Yalçın “Çocuğun göz hizasına inerek, elleri tutularak yahut sırtı sıvazlanarak ‘senin yanındayız, birlikteyiz, yanımızda güvendesin, seni seviyoruz, sarsıntısı yaşayan yakınlarımız için elimizden geleni yapacağız’ üzere cümleler söylenmelidir. Ayrıyeten ‘haklısın, hepimiz çok korktuk ancak biz inançtayız ve zelzele bölgesindeki tanıdıklarımız da inançta olacaklar, tüm tedbirler alınıyor’ demek, çocukta itimat hissini pekiştirecektir” dedi.
Deprem sonrasında çocuğun, en çok birlikte oynadığı bireylerin vücut lisanının ve samimi sevincinin de farkına vardığını, çocuk kaç yaşında olursa olsun zelzeleden sonra farkındalığının ve dikkatinin arttığını hatırlatan Yalçın; “Eğer çocuk isterse fotoğraf çizmesi ve sarsıntıyla ilgili hislerini yazması istenebilir” teklifinde bulundu.
Depremden sonraki birinci birkaç hafta çocukların gelecekle ilgili ağır dertler yaşayacağını da vurgulayan KTO Karatay Üniversitesi Sıhhat Bilimleri Yüksekokulu Çocuk Gelişimi Kısım Lideri Doç. Dr. Hatice Yalçın; “Deprem sonrasında yakın toplumsal etrafının ilgisi çocuğu rahatlatır. Fakat kimi dert belirtileri daima devam edebileceğinden, muhakkak aralıklarla çocuğun desteklenmeye devam edilmesioldukça değerlidir. Hislerini anlatmasını sağlamak, çocuk için rahatlatıcı olacaktır. Sarsıntı üzere bir afetten sonra küçük çocuklar daima soru sorarlar. Aslında bu yaşadıkları kayıplara mana verme uğraşı ve bir nevi baş çalışmasıdır. Her sorusuna karşılık verilmeli, yanıt bilinmiyorsa öğrenip ona anlatılacağı söylenmelidir. Geçiştirilmemelidir” diye konuştu.
DEPREM İLE İLGİLİ ÇOCUĞA NELER ASLA SÖYLENMEMELİDİR?
Yalçın, çocuğa inanç veren bir tavır sergilemenin çocuğun yaşayabileceği olumsuz hisleri ortadan kaldıracağını belirterek; “Deprem nedeniyle aslında ağır tasa yaşayan çocuğa ‘İnsanlar berbat olduğu için sarsıntıyla cezalandırılıyor’ yahut ‘Dünyanın sonu geldi’ üzere tasaları artıran cümleler söylenmemelidir. Bu durumda çocuk kendisinin de makus bir davranış yaptığında cezalandırılacağına dair ağır inanç yaşar.

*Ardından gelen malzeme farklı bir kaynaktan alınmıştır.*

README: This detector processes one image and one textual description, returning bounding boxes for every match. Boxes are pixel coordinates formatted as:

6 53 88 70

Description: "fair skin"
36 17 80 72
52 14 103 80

Tıpkı halde ‘Bak işte, burada da sarsıntı olabilir, biz ölebiliriz, söylediklerimi yap, bizi üzme’ diye konuşulmamalıdır. Çocuğu gereksiz yere kaygılandıran bu tavır, çocuğun kaygılarını artırır ve yetişkinlik devrine kadar devam eden takıntılara yol açar. Çocuğun özyeterliliğini azaltacağından ötürü, ‘Şunu hissedeceksin, şunu yap’ biçiminde ne yapacağını söyleyen emrivaki cümleler söylenmemelidir” dedi.
Yalçın, sarsıntı öncesindeki evvelce var olan ömür nizamı nasıl ise uyku saati ve rutinleri, yemek alışkanlıkları üzere zelzele sonrasında misal bir nizamın oluşturulması gerektiğini belirterek, zelzeleyle ilgili uzmanların yapabileceği dayanak konusunun da es geçilmemesi gerektiğini söyledi.